Neutron Scattering Study of Frustration and Magnetic Order in Spinels

The `A-site spinels' are materials with magnetic cations constrained to lie on the diamond sublattice of the spinel structure. These systems have been of increasing interest, as novel theoretical and experimental results have emphasized the central role of frustration arising from competing interactions. In particular, the sub-family of diamond lattice antiferromagnets with spin-only degrees-of-freedom is predicted to exhibit novel `spiral-spin-liquid' and order-by-disorder physics (Bergman et al., Nature Physics (2007)). Real systems MnSc2S4 (Krimmel et al., PRB (2006)) and CoAl2O4 (Krimmel et al., Physica B (2006)) have been studied with powder neutron diffraction, and the results are argued to be consistent with this theory. However, as has been expressed on several occasions, studies on single-crystals are needed for a definitive answer.
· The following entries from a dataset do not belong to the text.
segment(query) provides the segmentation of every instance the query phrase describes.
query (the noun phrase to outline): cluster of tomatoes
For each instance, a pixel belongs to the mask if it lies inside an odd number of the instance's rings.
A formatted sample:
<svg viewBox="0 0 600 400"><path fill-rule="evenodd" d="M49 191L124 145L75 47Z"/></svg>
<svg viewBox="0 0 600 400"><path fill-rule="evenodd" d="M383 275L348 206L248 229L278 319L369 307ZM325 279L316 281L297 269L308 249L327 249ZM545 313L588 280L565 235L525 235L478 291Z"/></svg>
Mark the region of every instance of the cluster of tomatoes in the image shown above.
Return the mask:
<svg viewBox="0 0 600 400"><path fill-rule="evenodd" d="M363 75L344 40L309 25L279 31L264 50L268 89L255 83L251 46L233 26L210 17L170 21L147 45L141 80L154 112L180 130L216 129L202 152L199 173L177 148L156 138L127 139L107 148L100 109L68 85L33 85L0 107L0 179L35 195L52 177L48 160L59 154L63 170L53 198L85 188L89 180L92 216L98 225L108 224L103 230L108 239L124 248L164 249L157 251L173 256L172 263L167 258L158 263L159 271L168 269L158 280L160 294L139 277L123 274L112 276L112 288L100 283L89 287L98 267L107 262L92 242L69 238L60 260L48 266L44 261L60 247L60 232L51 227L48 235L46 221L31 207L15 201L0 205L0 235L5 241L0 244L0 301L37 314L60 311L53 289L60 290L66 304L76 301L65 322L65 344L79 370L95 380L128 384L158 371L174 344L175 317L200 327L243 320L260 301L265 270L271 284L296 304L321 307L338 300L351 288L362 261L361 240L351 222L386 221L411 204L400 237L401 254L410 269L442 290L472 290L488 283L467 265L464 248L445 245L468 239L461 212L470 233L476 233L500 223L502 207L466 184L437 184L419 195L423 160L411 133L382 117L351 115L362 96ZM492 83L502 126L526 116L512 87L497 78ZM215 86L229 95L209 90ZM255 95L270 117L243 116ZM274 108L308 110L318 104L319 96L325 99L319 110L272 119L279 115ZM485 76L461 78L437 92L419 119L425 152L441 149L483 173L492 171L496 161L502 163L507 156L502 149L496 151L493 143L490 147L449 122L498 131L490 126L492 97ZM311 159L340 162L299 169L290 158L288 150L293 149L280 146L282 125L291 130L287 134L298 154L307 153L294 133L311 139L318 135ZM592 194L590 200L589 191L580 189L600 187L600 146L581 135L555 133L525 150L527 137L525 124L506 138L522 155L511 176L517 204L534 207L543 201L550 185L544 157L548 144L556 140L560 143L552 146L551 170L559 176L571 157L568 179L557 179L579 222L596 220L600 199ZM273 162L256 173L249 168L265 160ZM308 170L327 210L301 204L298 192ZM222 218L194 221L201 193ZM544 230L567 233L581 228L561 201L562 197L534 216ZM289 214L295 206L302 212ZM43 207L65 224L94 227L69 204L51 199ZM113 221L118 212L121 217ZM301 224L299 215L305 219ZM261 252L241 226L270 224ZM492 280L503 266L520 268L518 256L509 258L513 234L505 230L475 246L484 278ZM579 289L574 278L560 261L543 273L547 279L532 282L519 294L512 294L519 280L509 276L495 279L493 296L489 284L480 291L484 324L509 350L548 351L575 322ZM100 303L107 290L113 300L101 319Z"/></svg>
Here I will discuss neutron scattering results on single-crystalline CoAl2O4, which have given a much more complete picture of magnetic correlations in this material. Both elastic and inelastic measurements have been made using triple-axis and cold chopper spectrometry. With decreasing temperature, we observe intense diffuse scattering centred about locations in reciprocal space associated with collinear antiferromagnetism. At T*~6.5K, we further observe an unexpected change in the diffuse scattering lineshape, coupled with the emergence of well-defined spin-wave excitations. This temperature has been associated with an anomalous spin glass transition in the past, but we argue instead that the available data implies a first-order phase transition to an ordered state, possibly via the order-by-disorder mechanism. The ground state is degenerate, and kinetically frozen walls separating different domains give rise to the broadened scattering at magnetic wavevectors. This scenario may be present in many other frustrated systems. If time permits, I will also talk about new results on crystals of related systems MnAl2O4 and FeAl2O4.